Este ejercicio al principio es muy duro de llevar a cabo porque la emotividad o el odio se rebela contra ese deseo de bienestar para tu enemigo, pero si la voluntad se mantiene firme, y erre que erre todos los días ocupas un tiempo en estos pensamientos, los efectos benefactores, no para tu enemigo, que no lo sé, pero sí para uno mismo comienzan a ser imparables; hasta que llega un momento en el cual ya no se siente animadversión para los ofensores sino una sensación muy parecida a la que se pueda sentir hacia un niño un poco bobo o travieso de tres o cuatro años.

Supongo que todos estaremos de acuerdo en que una persona normal no puede sentir odio a un niño de esas edades, lo cual no quiere decir que por eso se le vaya a permitir hacer lo que quiera y mucho menos si es lesivo para los demás; será necesario corregirlo y explicarle e incluso afearle su conducta, pero sin que por parte del reprendedor haya el menor atisbo de odio o de desearle lo peor.

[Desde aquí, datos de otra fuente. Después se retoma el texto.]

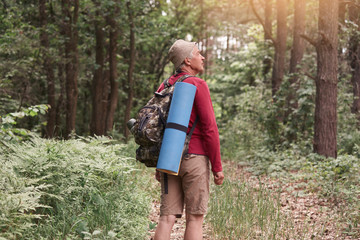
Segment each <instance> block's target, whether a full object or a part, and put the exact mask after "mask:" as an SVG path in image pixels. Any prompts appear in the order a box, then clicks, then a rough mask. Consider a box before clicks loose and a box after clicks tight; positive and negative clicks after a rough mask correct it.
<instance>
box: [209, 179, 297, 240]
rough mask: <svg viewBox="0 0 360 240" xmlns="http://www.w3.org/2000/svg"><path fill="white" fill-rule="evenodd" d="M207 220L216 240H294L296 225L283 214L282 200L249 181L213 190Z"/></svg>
mask: <svg viewBox="0 0 360 240" xmlns="http://www.w3.org/2000/svg"><path fill="white" fill-rule="evenodd" d="M207 221H208V222H209V223H210V225H211V227H212V229H213V232H214V233H215V234H214V235H215V236H213V237H214V239H294V238H293V236H294V230H293V229H294V228H293V226H292V225H291V224H292V222H291V221H288V220H287V216H285V215H282V214H281V212H280V203H279V197H274V196H273V195H272V194H271V193H270V192H269V191H267V190H266V189H265V188H263V187H262V186H261V185H260V186H259V187H258V188H256V187H252V186H250V184H247V183H246V182H245V181H239V180H229V179H227V180H225V181H224V184H223V186H221V187H214V188H213V191H212V195H211V200H210V209H209V213H208V215H207ZM298 239H301V238H298Z"/></svg>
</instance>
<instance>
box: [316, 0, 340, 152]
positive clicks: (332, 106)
mask: <svg viewBox="0 0 360 240" xmlns="http://www.w3.org/2000/svg"><path fill="white" fill-rule="evenodd" d="M319 3H320V4H319V23H318V29H319V35H320V37H319V39H318V42H317V46H316V51H317V77H316V98H315V127H314V131H315V132H314V144H313V147H314V152H316V153H318V154H320V155H323V156H325V157H333V158H336V156H337V146H336V143H337V139H336V131H337V111H336V106H337V82H338V79H337V74H338V70H337V69H338V58H337V53H338V29H339V28H338V16H339V15H338V10H339V4H338V1H334V0H320V1H319Z"/></svg>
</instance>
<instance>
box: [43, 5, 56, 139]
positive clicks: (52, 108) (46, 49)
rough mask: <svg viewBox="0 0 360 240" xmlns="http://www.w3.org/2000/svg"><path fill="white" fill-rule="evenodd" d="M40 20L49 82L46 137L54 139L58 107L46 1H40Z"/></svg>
mask: <svg viewBox="0 0 360 240" xmlns="http://www.w3.org/2000/svg"><path fill="white" fill-rule="evenodd" d="M39 20H40V26H41V30H40V44H41V47H42V53H43V68H44V70H45V74H46V81H47V99H48V104H49V106H50V109H49V111H48V114H47V124H46V137H48V138H52V137H53V136H54V133H55V121H56V106H55V101H56V99H55V76H54V70H53V64H54V63H53V61H52V60H51V57H50V56H49V53H48V52H49V46H50V44H49V36H48V34H47V32H46V27H47V12H46V0H40V1H39Z"/></svg>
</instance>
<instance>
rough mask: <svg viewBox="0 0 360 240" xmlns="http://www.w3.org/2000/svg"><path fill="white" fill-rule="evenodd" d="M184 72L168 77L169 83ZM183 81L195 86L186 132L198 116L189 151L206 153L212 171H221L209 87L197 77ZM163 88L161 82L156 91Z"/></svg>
mask: <svg viewBox="0 0 360 240" xmlns="http://www.w3.org/2000/svg"><path fill="white" fill-rule="evenodd" d="M185 74H186V73H183V72H182V73H178V74H175V75H173V76H171V77H170V79H169V83H170V84H174V83H175V82H176V80H177V79H178V78H180V77H181V76H183V75H185ZM183 82H186V83H190V84H192V85H195V86H196V94H195V99H194V105H193V109H192V112H191V116H190V121H189V127H188V132H189V131H190V129H191V127H192V125H193V123H194V122H195V120H196V117H197V116H198V117H199V118H198V119H199V120H198V122H197V123H196V127H195V129H194V132H193V134H192V136H191V140H190V143H189V152H188V153H192V154H199V155H206V156H208V157H209V159H210V162H211V169H212V171H213V172H221V171H222V165H221V156H220V140H219V131H218V128H217V125H216V120H215V114H214V108H213V105H212V102H211V98H210V91H209V87H208V85H207V84H206V82H205V81H204V80H202V79H200V78H197V77H189V78H186V79H185V80H184V81H183ZM163 89H164V84H161V85H160V87H159V89H158V90H157V92H160V91H161V90H163Z"/></svg>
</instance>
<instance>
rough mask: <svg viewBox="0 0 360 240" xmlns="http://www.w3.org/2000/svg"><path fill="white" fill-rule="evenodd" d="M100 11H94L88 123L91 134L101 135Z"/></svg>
mask: <svg viewBox="0 0 360 240" xmlns="http://www.w3.org/2000/svg"><path fill="white" fill-rule="evenodd" d="M100 17H101V16H100V11H96V17H95V18H96V19H97V20H95V21H94V25H95V38H96V48H95V49H96V57H95V63H96V68H95V72H94V78H93V84H92V100H93V104H92V117H91V124H90V133H91V135H98V136H102V135H104V134H105V124H104V123H105V121H104V120H105V119H104V117H105V116H104V114H103V110H104V109H103V92H104V87H105V86H104V76H103V72H104V30H103V22H102V21H101V20H98V19H100Z"/></svg>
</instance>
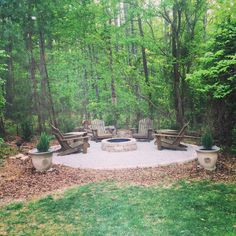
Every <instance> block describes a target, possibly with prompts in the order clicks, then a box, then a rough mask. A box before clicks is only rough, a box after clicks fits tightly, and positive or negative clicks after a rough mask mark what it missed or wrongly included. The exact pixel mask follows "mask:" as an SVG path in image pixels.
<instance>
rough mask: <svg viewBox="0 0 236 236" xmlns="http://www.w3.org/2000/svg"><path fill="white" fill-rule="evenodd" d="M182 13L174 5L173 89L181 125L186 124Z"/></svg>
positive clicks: (175, 5) (176, 110)
mask: <svg viewBox="0 0 236 236" xmlns="http://www.w3.org/2000/svg"><path fill="white" fill-rule="evenodd" d="M180 14H181V13H179V12H178V9H177V6H176V5H174V6H173V22H172V24H171V33H172V36H171V37H172V57H173V68H172V73H173V81H174V82H173V90H174V105H175V111H176V123H177V124H178V125H180V126H183V124H184V110H183V100H182V95H181V76H180V66H179V54H180V52H179V50H180V46H179V30H180V24H181V15H180Z"/></svg>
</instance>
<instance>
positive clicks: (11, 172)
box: [0, 157, 236, 204]
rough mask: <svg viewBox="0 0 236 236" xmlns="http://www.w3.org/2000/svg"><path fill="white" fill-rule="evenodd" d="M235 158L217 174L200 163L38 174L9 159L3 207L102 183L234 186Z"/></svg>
mask: <svg viewBox="0 0 236 236" xmlns="http://www.w3.org/2000/svg"><path fill="white" fill-rule="evenodd" d="M235 160H236V158H232V157H231V158H222V157H220V158H219V160H218V163H217V168H216V170H215V171H206V170H204V169H203V168H201V167H200V166H199V165H198V163H197V161H193V162H190V163H186V164H178V165H177V164H175V165H169V166H161V167H154V168H136V169H122V170H91V169H74V168H71V167H66V166H63V165H53V169H52V171H48V172H44V173H40V172H36V171H35V169H34V168H33V166H32V163H31V160H30V159H28V160H24V161H23V160H18V159H7V160H6V162H5V165H4V166H3V167H1V168H0V203H2V204H4V203H7V202H11V201H12V200H17V199H30V198H34V197H38V196H42V195H45V194H47V193H52V192H53V191H55V190H60V189H65V188H67V187H70V186H74V185H84V184H87V183H95V182H100V181H117V182H120V183H124V184H126V183H130V184H138V185H143V186H149V185H170V184H172V183H173V182H176V181H178V180H188V181H197V180H210V181H215V182H235V180H236V161H235Z"/></svg>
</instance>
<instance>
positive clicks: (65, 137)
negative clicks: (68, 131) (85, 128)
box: [62, 136, 89, 141]
mask: <svg viewBox="0 0 236 236" xmlns="http://www.w3.org/2000/svg"><path fill="white" fill-rule="evenodd" d="M87 138H89V136H80V137H64V138H63V139H62V141H73V140H77V141H78V140H84V139H87Z"/></svg>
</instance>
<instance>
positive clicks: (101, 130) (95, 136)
mask: <svg viewBox="0 0 236 236" xmlns="http://www.w3.org/2000/svg"><path fill="white" fill-rule="evenodd" d="M91 126H92V132H93V139H94V140H95V141H96V142H98V141H101V140H102V139H107V138H112V134H111V133H110V132H108V131H107V130H106V128H105V123H104V121H103V120H98V119H96V120H92V122H91Z"/></svg>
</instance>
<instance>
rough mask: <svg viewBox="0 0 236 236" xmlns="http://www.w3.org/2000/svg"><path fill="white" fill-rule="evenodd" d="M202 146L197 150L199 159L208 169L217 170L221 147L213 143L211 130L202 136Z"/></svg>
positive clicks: (211, 169) (201, 140)
mask: <svg viewBox="0 0 236 236" xmlns="http://www.w3.org/2000/svg"><path fill="white" fill-rule="evenodd" d="M201 143H202V146H200V147H198V149H197V150H196V152H197V157H198V161H199V163H200V165H201V166H203V167H204V168H205V169H206V170H215V168H216V161H217V158H218V152H219V150H220V148H219V147H217V146H214V145H213V138H212V135H211V133H210V132H209V130H207V131H205V133H204V134H203V136H202V138H201Z"/></svg>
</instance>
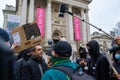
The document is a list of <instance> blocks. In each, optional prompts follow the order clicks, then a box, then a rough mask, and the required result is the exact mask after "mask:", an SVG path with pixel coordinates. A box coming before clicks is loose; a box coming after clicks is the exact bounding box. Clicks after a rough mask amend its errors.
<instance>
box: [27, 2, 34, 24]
mask: <svg viewBox="0 0 120 80" xmlns="http://www.w3.org/2000/svg"><path fill="white" fill-rule="evenodd" d="M33 20H34V0H30V5H29V13H28V22H29V23H31V22H33Z"/></svg>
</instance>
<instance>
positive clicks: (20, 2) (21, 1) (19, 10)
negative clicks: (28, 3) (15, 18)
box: [16, 0, 22, 15]
mask: <svg viewBox="0 0 120 80" xmlns="http://www.w3.org/2000/svg"><path fill="white" fill-rule="evenodd" d="M21 9H22V0H18V11H17V13H16V14H17V15H20V14H21Z"/></svg>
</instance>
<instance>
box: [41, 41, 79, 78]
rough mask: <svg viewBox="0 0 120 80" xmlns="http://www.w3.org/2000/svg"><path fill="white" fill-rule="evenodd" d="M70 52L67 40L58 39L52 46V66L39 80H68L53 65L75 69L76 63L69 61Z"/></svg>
mask: <svg viewBox="0 0 120 80" xmlns="http://www.w3.org/2000/svg"><path fill="white" fill-rule="evenodd" d="M71 54H72V47H71V45H70V44H69V43H68V42H67V41H59V42H57V43H56V44H55V45H54V46H53V50H52V55H51V61H52V66H51V67H50V69H49V70H47V71H46V72H45V73H44V75H43V76H42V79H41V80H69V79H68V76H66V74H65V73H64V72H62V71H60V70H57V69H55V68H54V67H59V66H63V67H66V68H70V69H72V70H74V71H75V70H76V69H77V66H78V65H77V64H76V63H74V62H71V60H70V56H71Z"/></svg>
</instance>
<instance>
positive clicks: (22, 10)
mask: <svg viewBox="0 0 120 80" xmlns="http://www.w3.org/2000/svg"><path fill="white" fill-rule="evenodd" d="M26 20H27V0H23V2H22V10H21V23H20V25H24V24H26Z"/></svg>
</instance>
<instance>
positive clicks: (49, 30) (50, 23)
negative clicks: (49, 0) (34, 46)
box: [45, 1, 52, 40]
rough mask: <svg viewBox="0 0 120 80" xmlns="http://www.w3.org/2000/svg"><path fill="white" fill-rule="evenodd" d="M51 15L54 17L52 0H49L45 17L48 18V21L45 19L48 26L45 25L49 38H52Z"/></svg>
mask: <svg viewBox="0 0 120 80" xmlns="http://www.w3.org/2000/svg"><path fill="white" fill-rule="evenodd" d="M51 17H52V15H51V1H48V2H47V9H46V17H45V19H46V21H45V22H46V27H45V30H46V31H45V32H46V34H45V36H46V39H47V40H49V39H51V38H52V37H51V36H52V25H51V23H52V21H51Z"/></svg>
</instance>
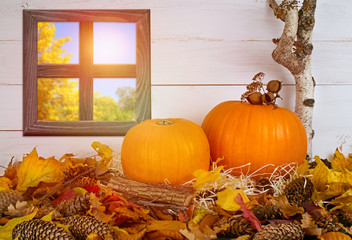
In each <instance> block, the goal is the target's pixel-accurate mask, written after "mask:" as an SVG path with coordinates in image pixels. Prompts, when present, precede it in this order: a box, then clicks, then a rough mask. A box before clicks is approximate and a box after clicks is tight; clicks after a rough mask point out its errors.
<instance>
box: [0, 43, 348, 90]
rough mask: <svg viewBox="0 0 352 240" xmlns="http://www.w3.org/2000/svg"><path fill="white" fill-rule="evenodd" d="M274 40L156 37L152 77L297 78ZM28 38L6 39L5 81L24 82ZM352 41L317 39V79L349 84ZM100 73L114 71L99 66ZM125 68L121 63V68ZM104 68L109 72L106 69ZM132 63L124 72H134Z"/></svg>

Esta actitud adquirida gracias al ejercicio diario de enviar energías positivas a la persona ofensora, no sólo tiene los efectos descritos sino que además al no tener ninguna emotividad negativa hacia él, más bien un sentimiento comprensivo de las limitaciones naturales de la edad, produce que la ausencia de esa negatividad refuerce la visión objetiva del problema siendo más eficaz en la labor explicativa o educadora si se quiere.

Así que aunque sea sólo por los efectos que produce en uno mismo, bien vale la pena la práctica de la bendición al ofensor aunque al principio sea tan complicado de realizar; pero de efectos francamente “mágicos”.